Transmission Range (TR) Sensor

Overview

Transmission Range (TR) Sensor:

The TR sensor communicates the gear selector position that the driver selects to the PCM. The PCM determines a gear mode based on the TR input and the vehicle speed signal. The PCM then broadcasts a gear mode message over the communication link. The TCM uses the gear mode message to engage the transaxle in the gear that the driver selected. The other control modules use the gear mode message to control the rear lamps or a brake shift interlock solenoid. The TR sensor is mounted at the base of the gear selector assembly and the sensor shaft is moved by the selector.

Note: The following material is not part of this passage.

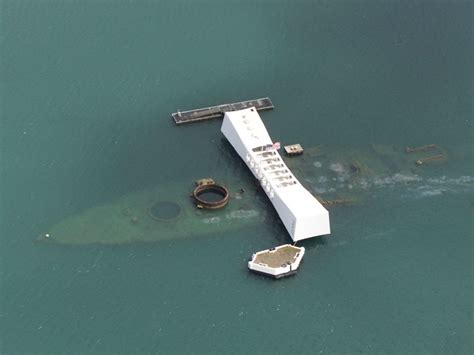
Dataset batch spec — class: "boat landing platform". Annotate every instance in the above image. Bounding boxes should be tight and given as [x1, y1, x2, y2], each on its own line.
[248, 244, 305, 279]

TR Sensor and PCM Interface

Voltage Versus Angle And Gear Selected Chart:

The TR sensor is a linear potentiometer device that provides the PCM with a percentage of input voltage proportional to the rotational angle of the sensor shaft. The TR sensor consists of:
- 3 independent (TR-A1, TR-A2 and TR-A3) signals.
- 2 5-volt reference (TR-VREF1 and TR-VREF2) lines.
- 2 signal return (TR-RTN1 and TR-RTN2) lines.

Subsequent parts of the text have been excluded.